Amesys : les dessous d’une attaque médiatique

04-02-2013 dans Industries et souveraineté

AmesysLe 30 août 2011, le Wall Street Journal met en accusation la société française Amesys, filiale du géant informatique Bull. Amesys est accusée par le journal américain d’avoir vendu à Mouammar Kadhafi un système de surveillance des télécommunications (« Eagle »), qui aurait permis au dirigeant libyen de surveiller la population de son pays et d’opérer ainsi des arrestations et des emprisonnements d’opposants du régime. Dans la foulée, le monde médiatique s’empare de l’affaire et met en avant la vente des Deep Packet Inspection, produits par des sociétés informatiques, aux dictateurs de la planète.
Quelques jours après les révélations du Wall Street Journal, une plainte est déposée par l’association Sherpa pour « violation de la vie privée » : plainte classée sans suite le 17 mars 2012. Le 21 mai de la même année, une nouvelle plainte, émanant cette fois de la Fédération Internationale des ligues des Droits de l’Homme et de la Ligue des Droits de l’Homme, est déposée devant le TGI de Paris contre Amesys pour « complicité d’acte de torture ». En janvier 2013, la Cour d’Appel de Paris décide de continuer les poursuites contre la société Amesys, une enquête est donc en cours.

Cette affaire apparaît dans un contexte concurrentiel très fort sur le marché des Deep Packet Inspection. Ces solutions de surveillance et de sécurisation des réseaux de télécommunications des pays sont en pleine expansion dans nos sociétés hyper-connectées. Les entreprises de haute technologie qui commercialisent ces logiciels sont pour la plupart américaines ou européennes. Or, la législation sur l’utilisation de ces logiciels est très différente de part et d’autre de l’Atlantique : les États-Unis ont mis en place le Communications Assistance for Law Enforcement Act, loi qui limite l’utilisation de cette technologie à des situations précises. Les entreprises américaines opérant à l’étranger doivent de facto respecter ces règles. Cependant, du côté de l’Union européenne, il n’y avait pas de règlement sur cette technologie – et encore moins du côté français.

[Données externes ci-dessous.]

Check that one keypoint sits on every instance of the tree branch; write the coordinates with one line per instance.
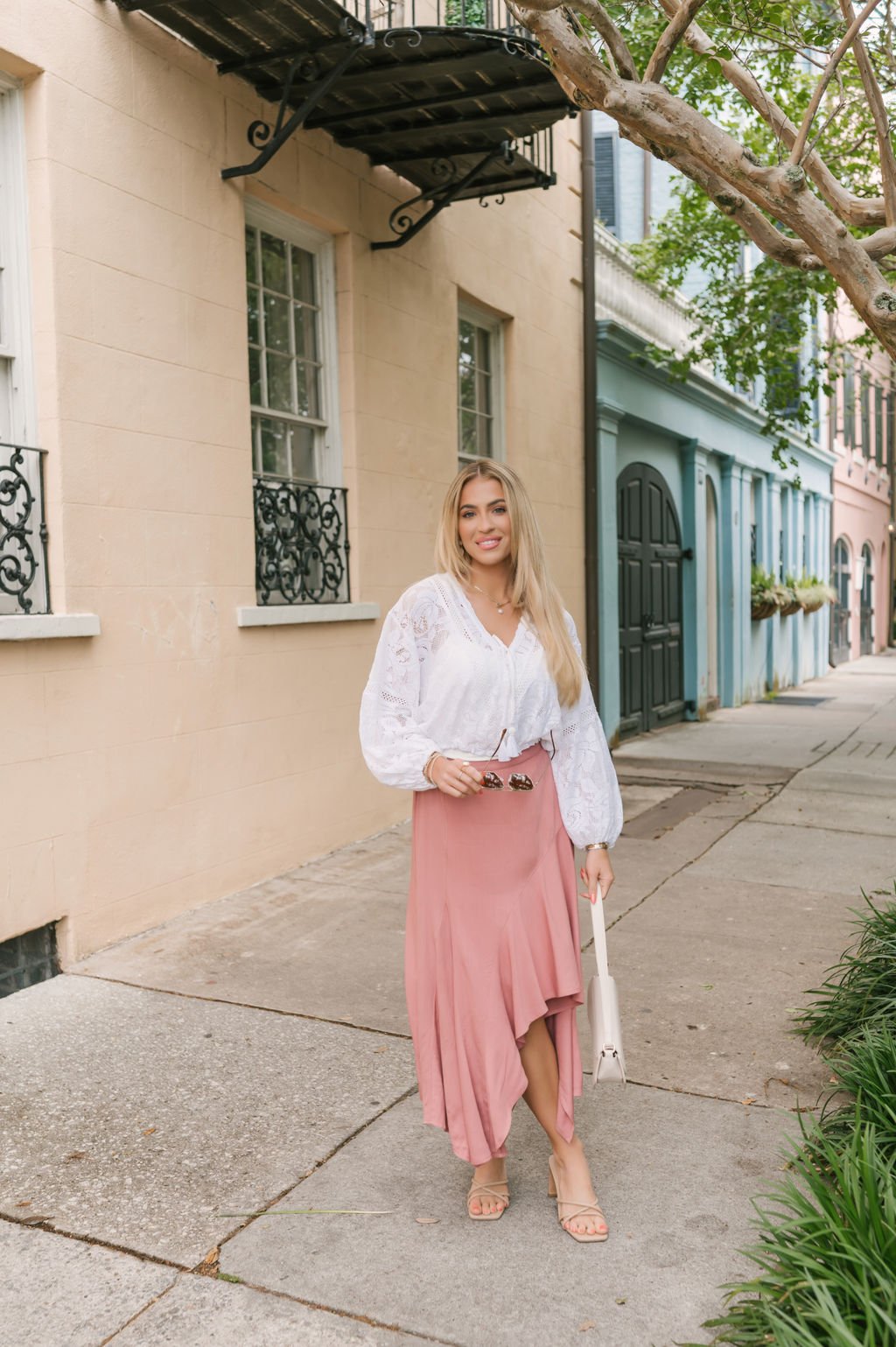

L’affaire Amesys a été lancée par le Wall Street Journal, puis reprise par l’ensemble de la presse internationale, lançant ainsi l’opprobre sur la société française, mais pas seulement. En effet, de nombreux événements ont eu lieu depuis le début de l’affaire. Tout d’abord, la société Bull annonce la cession des activités de la société Amesys liées au DPI, par conséquent un des géants de l’informatique mondiale se retire du marché des Deep Packet Inspection. Deuxième événement, fin novembre 2012 : le Parlement européen a adopté un amendement destiné à encadrer plus strictement l’exportation d’armes électroniques. Ce vote découle du rapport Digital Freedom Strategy de la Commission des Affaires étrangères du Parlement, présidée par la Néerlandaise Marietje Schaake. Enfin, en janvier 2013, des parlementaires communistes et écologistes français ont demandé à plusieurs reprises au gouvernement d’ouvrir des discussions afin que ces logiciels soient intégrés à la réglementation sur l’exportation des armes depuis la France.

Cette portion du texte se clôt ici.